Penurunan angka kematian ibu dan bayi menjadi salah satu program prioritas yang dijalankan Kementerian Kesehatan (Kemenkes). Sejumlah program dilakukan Kemenkes, seperti program sebelum kehamilan, saat hamil, dan juga perawatan untuk bayi prematur dan BBLR. Sejumlah masalah kesehatan yang dialami oleh ibu hamil di antaranya adalah 48,9 persen ibu hamil dengan anemia, 12,7 persen dengan hipertensi, 17,3 persen kurang energi kronik (KEK), dan 28 persen dengan risiko komplikasi.

Untuk mengatasi masalah pada ibu hamil tersebut, Kemenkes, Daisy menerangkan, telah membuat sejumlah kebijakan yang diharapkan menyelamatkan sang ibu dan bayinya. Program tersebut di antaranya adalah pemeriksaan kehamilan pada ibu hamil yang dulunya hanya dilakukan empat kali kini diubah menjadi enam kali. Dua kali dalam enam pemeriksaan tersebut dilakukan oleh dokter. Hal ini dilakukan untuk mendeteksi risiko komplikasi yang terjadi pada ibu hamil yang mungkin akan berdampak pada sang ibu dan bayi yang dikandungnya.

Selanjutnya adalah pemberian tablet tambah darah pada ibu hamil yang wajib dikonsumsi satu kali dalam sehari. Ibu hamil yang memiliki penyakit anemia tidak hanya diberikan tablet tambah darah tapi juga dilakukan terapi untuk menanggulangi anemia. Adapun ibu yang mengalami kurang energi kronik (KEK) ketika mengandung akan diberikan makanan tambahan. Ibu hamil yang mengalami KEK, kata Daisy, biasanya terjadi karena kurang gizi sehingga intervensi yang dilakukan adalah memberikan makanan tambahan agar pertumbuhan janinnya dapat optimal. “Itu intervensi yang kami lakukan agar bayi tidak lahir di bawah 2.500 gram atau bayi prematur dengan melakukan intervensi pada ibunya.”

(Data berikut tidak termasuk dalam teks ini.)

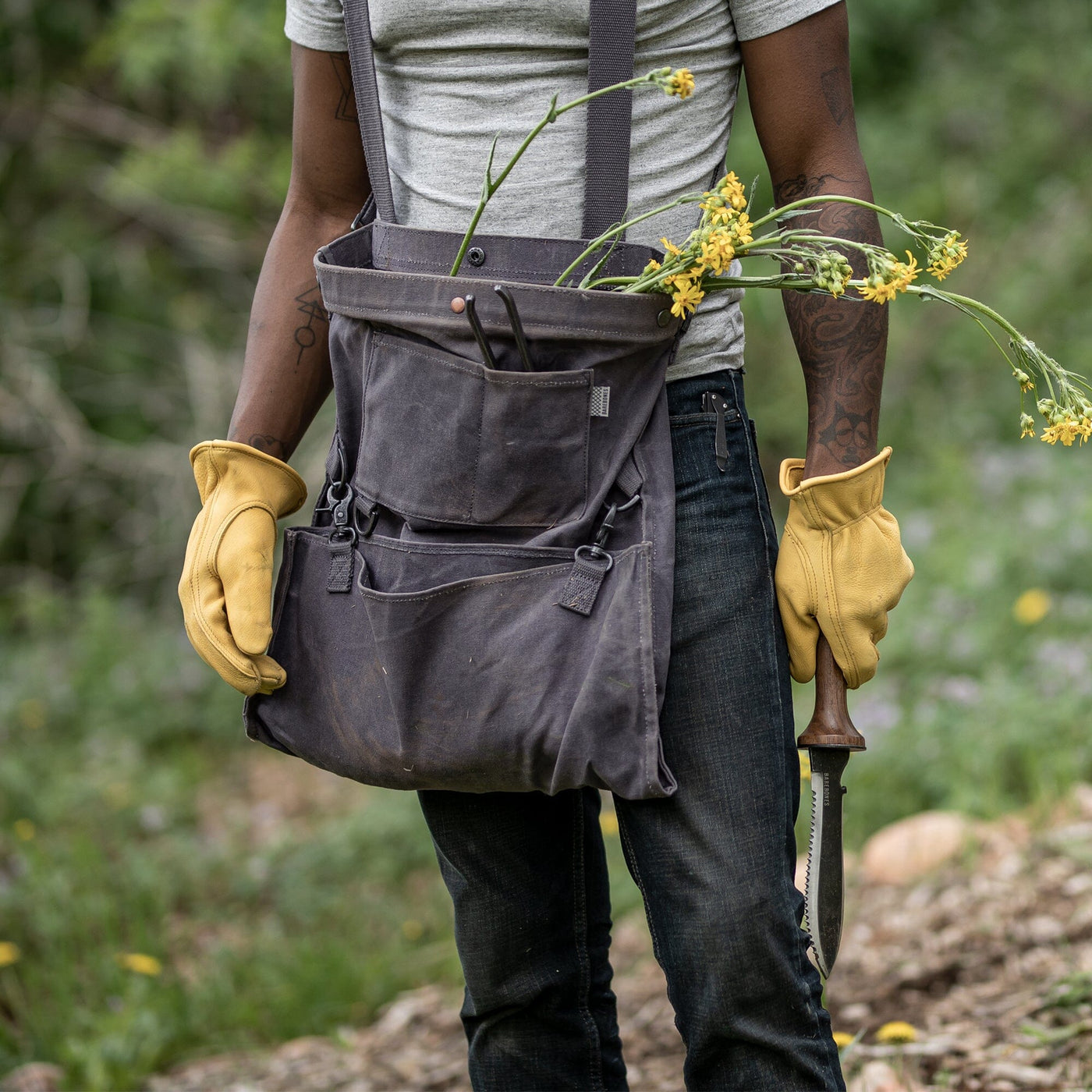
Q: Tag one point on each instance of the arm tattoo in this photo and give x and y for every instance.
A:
(306, 335)
(346, 105)
(269, 444)
(841, 343)
(837, 90)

UNICEF menyatakan negara-negara perlu mendorong penerapan perawatan model kanguru karena metode ini memungkinkan kontak langsung antara ibu dan bayi yang dapat digunakan bagi bayi prematur atau bayi normal. Karena, kata UNICEF, metode ini akan mendorong pemberian air susu ibu (ASI), menurunkan tingkat stres, dan memperkuat ikatan antara ibu dan buah hatinya. Penelitian terbaru mengungkapkan bahwa kontak kulit-ke-kulit dapat dan harus dimulai segera setelah lahir dan bahkan sebelum bayi baru lahir dianggap stabil secara klinis. “Kontak seperti ini meningkatkan pengaturan suhu tubuh, mencegah infeksi, menstimulasi produksi ASI, dan menghasilkan efek fisiologis, perilaku, psikososial, dan perkembangan saraf yang positif sekaligus mengurangi risiko kematian neonatal sebesar 40 persen,” kata UNICEF.